Le professeur d’histoire de Conflans-Sainte-Honorine est absolument innocent. La militante laïque Céline Pina revient sur l’attentat survenu hier. Et esquisse des pistes d’actions crédibles que le gouvernement devrait mettre en oeuvre, pour que les paroles de sévérité présidentielles ne soient pas une énième indignation hypocrite.


 

Il était professeur. D’histoire. Sa tête a été retrouvée, non loin du collège où il enseignait, posée sur l’asphalte. Décapitée. Dans une mise en scène barbare digne de Daesh, l’auteur, un jeune Tchétchène de 18 ans a diffusé cette photo sur les réseaux sociaux avec un commentaire explicite : « J’ai exécuté un de ces chiens de l’enfer qui a osé rabaisser Muhammad. » L’admonestation est adressée au chef des infidèles, Emmanuel Macron et est revendiquée au nom d’Allah, le tout miséricordieux.

Montrer ces dessins en classe est pertinent

Quel crime avait donc pu commettre ce professeur pour avoir une fin aussi atroce ? Aucun. Il a été tué par pure idéologie. Lui est absolument innocent. En effet, montrer des caricatures de Charlie dans le cadre d’un cours sur la liberté d’expression, pour l’illustrer, est plus que pertinent, c’est primordial et indispensable. Ce devrait être une obligation que de faire le tour des établissements scolaires pour expliquer cette affaire et en faire un support pour illustrer à quel point cette liberté est une des bases de notre civilisation.
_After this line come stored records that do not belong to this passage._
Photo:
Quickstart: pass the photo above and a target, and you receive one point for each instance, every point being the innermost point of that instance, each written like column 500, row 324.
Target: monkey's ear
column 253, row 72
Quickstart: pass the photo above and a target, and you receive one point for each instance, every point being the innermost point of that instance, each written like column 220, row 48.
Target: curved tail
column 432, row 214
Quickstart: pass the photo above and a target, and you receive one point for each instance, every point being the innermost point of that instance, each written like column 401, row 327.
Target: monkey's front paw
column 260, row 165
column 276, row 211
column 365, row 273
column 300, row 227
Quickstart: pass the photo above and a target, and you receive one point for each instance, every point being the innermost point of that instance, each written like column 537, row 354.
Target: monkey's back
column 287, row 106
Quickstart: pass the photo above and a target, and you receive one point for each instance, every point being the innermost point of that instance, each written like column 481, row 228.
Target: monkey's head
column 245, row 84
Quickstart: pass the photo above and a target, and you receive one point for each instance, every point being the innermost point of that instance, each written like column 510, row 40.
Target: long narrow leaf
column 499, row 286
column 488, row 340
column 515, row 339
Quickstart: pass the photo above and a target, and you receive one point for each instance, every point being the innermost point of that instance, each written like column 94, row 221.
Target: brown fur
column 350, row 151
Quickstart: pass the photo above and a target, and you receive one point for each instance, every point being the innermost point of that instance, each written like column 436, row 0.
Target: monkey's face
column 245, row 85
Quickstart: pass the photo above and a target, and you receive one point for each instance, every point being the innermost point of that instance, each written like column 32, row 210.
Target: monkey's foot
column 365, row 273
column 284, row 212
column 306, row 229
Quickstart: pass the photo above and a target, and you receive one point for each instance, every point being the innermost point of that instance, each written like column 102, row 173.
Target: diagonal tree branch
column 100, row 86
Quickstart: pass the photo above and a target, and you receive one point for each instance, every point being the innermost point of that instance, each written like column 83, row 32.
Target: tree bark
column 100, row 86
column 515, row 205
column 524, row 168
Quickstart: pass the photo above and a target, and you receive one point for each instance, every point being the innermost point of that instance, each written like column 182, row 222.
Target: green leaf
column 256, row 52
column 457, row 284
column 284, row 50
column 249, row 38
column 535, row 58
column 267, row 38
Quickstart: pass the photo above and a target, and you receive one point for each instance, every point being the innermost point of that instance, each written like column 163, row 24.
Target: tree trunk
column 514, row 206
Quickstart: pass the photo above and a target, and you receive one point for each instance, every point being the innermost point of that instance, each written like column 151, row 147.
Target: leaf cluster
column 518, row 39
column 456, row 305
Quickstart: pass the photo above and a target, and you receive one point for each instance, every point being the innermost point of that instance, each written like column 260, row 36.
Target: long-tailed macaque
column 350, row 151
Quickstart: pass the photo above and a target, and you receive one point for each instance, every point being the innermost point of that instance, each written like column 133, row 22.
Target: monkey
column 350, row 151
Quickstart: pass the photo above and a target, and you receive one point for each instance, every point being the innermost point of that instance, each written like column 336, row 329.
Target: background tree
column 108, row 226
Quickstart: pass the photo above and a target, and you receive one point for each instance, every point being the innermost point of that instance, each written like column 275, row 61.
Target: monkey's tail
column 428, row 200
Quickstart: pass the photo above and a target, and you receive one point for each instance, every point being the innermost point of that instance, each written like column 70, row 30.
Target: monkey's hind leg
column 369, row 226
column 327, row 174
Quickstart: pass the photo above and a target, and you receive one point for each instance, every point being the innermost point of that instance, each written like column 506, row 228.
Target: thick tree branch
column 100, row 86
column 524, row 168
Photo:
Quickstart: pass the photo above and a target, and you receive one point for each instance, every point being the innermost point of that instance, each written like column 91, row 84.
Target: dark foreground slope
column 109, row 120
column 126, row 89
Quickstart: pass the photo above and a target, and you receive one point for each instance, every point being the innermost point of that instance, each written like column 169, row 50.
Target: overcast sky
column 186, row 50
Après un tel meurtre gratuit, comment supporter la cohorte des « oui, mais… », des « il l’avait un peu cherché » repris comme à chaque attentat, alors que s’alignent nos morts et que les islamistes en ajoutent à la liste tellement régulièrement que l’on a le sentiment qu’ils ont la maîtrise du calendrier. Comment supporter les protestations hypocrites de tous ceux qui ont laissé menacer de viol, de meurtre et d’égorgement la jeune Mila, déjà cible de la même violence et de la même idéologie ?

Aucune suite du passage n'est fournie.